First-time European VC funds face uphill struggle

Launching a first-time venture fund in Europe has become increasingly challenging compared to previous years as fundraising activity favors more-established firms.

In the first nine months of the year, 39 first-time vehicles were closed in Europe worth a total €2.6 billion (about $2.7 billion), according to PitchBook data. At its current pace, the year’s fund count could be at its lowest since 2015.
 

 

Of the total number of VC vehicles reaching a final close, the percentage of first-time funds has also dipped. In the first three quarters of 2022, 26.9% of European venture funds were debut vehicles compared with 28.1% for all of 2021.

The VC downturn is currently showing no signs of relenting, and limited partners appear to be betting on more established managers. Without a proven track record or experience with previous market declines, LPs are becoming more hesitant to entrust their capital to first-time funds. For new managers, the lack of pre-existing relationships with LPs is also a hindrance when coming to market.

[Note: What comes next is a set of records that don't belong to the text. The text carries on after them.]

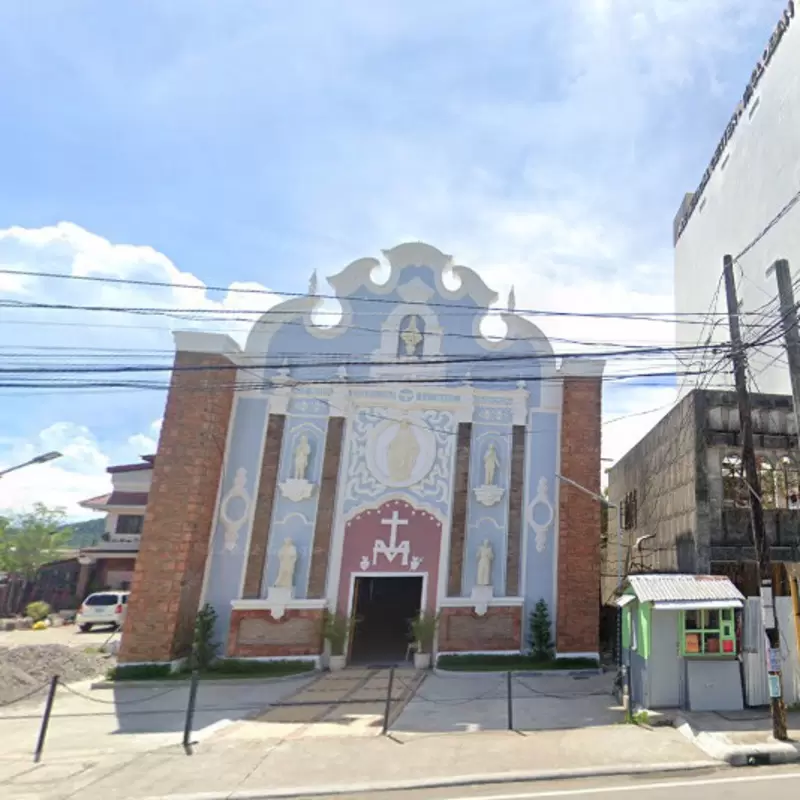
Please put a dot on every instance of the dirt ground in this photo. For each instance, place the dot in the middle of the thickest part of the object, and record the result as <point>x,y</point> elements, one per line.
<point>28,659</point>
<point>69,635</point>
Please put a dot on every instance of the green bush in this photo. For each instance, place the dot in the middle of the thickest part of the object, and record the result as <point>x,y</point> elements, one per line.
<point>204,648</point>
<point>38,610</point>
<point>511,663</point>
<point>135,672</point>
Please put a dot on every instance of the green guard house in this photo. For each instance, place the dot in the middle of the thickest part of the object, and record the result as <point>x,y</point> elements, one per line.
<point>680,643</point>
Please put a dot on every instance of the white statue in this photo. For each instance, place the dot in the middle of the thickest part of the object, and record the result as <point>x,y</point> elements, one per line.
<point>490,464</point>
<point>411,337</point>
<point>301,455</point>
<point>403,453</point>
<point>287,559</point>
<point>485,559</point>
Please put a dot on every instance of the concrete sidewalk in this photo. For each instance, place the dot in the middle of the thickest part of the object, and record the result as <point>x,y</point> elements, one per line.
<point>736,737</point>
<point>224,766</point>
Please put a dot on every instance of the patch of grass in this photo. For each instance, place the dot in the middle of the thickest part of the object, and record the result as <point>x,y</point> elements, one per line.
<point>234,667</point>
<point>219,670</point>
<point>138,672</point>
<point>510,663</point>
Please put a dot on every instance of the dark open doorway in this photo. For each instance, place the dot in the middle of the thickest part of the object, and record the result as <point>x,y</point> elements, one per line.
<point>384,607</point>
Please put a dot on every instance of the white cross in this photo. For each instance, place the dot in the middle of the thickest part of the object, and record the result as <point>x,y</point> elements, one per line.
<point>393,548</point>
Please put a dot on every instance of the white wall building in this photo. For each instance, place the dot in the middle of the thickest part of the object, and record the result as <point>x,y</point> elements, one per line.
<point>753,174</point>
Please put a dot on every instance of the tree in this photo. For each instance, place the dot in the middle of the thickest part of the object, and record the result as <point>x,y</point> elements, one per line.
<point>539,632</point>
<point>27,542</point>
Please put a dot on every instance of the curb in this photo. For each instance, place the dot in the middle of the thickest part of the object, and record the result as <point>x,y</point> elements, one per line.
<point>444,783</point>
<point>541,673</point>
<point>737,755</point>
<point>179,683</point>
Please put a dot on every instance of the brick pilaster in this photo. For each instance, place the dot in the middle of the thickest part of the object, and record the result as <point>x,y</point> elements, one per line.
<point>458,519</point>
<point>262,517</point>
<point>578,620</point>
<point>168,578</point>
<point>326,508</point>
<point>516,494</point>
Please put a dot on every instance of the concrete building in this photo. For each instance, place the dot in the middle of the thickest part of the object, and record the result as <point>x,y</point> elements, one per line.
<point>397,462</point>
<point>683,499</point>
<point>110,563</point>
<point>753,173</point>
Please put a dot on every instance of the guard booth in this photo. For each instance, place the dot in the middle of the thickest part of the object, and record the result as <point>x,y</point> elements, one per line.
<point>679,642</point>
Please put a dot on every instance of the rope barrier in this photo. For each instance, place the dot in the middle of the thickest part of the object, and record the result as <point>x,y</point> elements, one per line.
<point>25,696</point>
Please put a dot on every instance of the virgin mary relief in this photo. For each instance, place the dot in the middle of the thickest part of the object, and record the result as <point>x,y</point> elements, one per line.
<point>403,453</point>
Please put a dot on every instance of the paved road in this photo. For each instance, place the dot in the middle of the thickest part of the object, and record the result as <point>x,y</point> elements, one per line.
<point>778,783</point>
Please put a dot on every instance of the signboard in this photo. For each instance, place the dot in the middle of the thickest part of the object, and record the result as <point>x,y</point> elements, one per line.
<point>755,78</point>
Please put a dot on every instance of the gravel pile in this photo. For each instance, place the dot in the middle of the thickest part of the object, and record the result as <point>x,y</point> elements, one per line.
<point>24,668</point>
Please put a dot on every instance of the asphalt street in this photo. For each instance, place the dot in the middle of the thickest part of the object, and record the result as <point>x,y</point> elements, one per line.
<point>725,783</point>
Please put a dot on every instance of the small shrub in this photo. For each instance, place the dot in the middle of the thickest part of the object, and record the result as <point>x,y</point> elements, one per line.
<point>539,635</point>
<point>204,648</point>
<point>38,610</point>
<point>133,672</point>
<point>423,629</point>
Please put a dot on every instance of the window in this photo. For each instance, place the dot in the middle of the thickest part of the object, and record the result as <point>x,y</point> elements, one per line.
<point>129,523</point>
<point>629,511</point>
<point>708,632</point>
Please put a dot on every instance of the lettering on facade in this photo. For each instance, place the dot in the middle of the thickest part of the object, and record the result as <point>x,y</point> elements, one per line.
<point>296,631</point>
<point>755,78</point>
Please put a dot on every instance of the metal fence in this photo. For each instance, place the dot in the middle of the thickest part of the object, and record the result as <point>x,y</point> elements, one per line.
<point>754,653</point>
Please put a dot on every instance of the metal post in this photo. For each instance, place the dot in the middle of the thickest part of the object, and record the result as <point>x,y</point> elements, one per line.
<point>388,709</point>
<point>187,728</point>
<point>48,707</point>
<point>510,702</point>
<point>762,549</point>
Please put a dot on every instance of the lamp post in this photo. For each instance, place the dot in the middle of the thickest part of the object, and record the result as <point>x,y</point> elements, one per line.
<point>623,672</point>
<point>41,459</point>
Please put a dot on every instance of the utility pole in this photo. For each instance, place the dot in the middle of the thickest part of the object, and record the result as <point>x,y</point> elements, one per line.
<point>792,338</point>
<point>777,707</point>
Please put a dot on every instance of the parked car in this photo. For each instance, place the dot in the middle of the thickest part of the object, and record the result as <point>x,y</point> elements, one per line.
<point>103,608</point>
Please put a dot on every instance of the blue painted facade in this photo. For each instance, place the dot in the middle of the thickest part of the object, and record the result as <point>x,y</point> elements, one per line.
<point>361,369</point>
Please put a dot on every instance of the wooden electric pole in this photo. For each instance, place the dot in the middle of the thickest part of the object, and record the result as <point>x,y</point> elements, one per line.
<point>777,707</point>
<point>792,339</point>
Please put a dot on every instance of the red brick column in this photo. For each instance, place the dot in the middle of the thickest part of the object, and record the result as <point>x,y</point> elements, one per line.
<point>169,568</point>
<point>578,621</point>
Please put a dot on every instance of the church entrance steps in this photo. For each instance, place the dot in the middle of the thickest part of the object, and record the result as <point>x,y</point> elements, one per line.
<point>347,703</point>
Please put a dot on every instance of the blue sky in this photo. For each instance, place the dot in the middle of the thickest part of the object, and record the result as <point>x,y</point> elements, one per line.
<point>547,144</point>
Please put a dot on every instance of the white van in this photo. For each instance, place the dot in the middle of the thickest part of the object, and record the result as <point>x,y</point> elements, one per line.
<point>102,608</point>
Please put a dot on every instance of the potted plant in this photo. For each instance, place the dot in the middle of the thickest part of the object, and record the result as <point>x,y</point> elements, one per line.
<point>423,629</point>
<point>336,629</point>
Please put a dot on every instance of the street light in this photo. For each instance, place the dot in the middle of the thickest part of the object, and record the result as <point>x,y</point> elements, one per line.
<point>602,500</point>
<point>42,459</point>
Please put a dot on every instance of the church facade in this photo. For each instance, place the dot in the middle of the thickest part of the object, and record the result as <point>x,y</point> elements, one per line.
<point>397,462</point>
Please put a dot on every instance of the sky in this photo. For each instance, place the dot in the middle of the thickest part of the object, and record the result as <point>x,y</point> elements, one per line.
<point>545,144</point>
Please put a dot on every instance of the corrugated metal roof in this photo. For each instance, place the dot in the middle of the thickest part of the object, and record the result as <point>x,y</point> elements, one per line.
<point>666,588</point>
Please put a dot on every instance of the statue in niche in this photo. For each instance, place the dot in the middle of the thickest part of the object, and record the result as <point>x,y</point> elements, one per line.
<point>490,464</point>
<point>485,559</point>
<point>412,337</point>
<point>287,560</point>
<point>301,455</point>
<point>403,453</point>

Emergent sectors including cleantech and mobility are proving to be more-attractive industries for first-time vehicles to target as there is often less competition and capital at work in those sectors.

The European Circular Bioeconomy Fund—one of the largest debut vehicles of the year so far—closed on €300 million to back growth companies focusing on energy transition. Automaker Stellantis also secured €300 million for its first corporate venture vehicle to target startups in the automotive and mobility sector.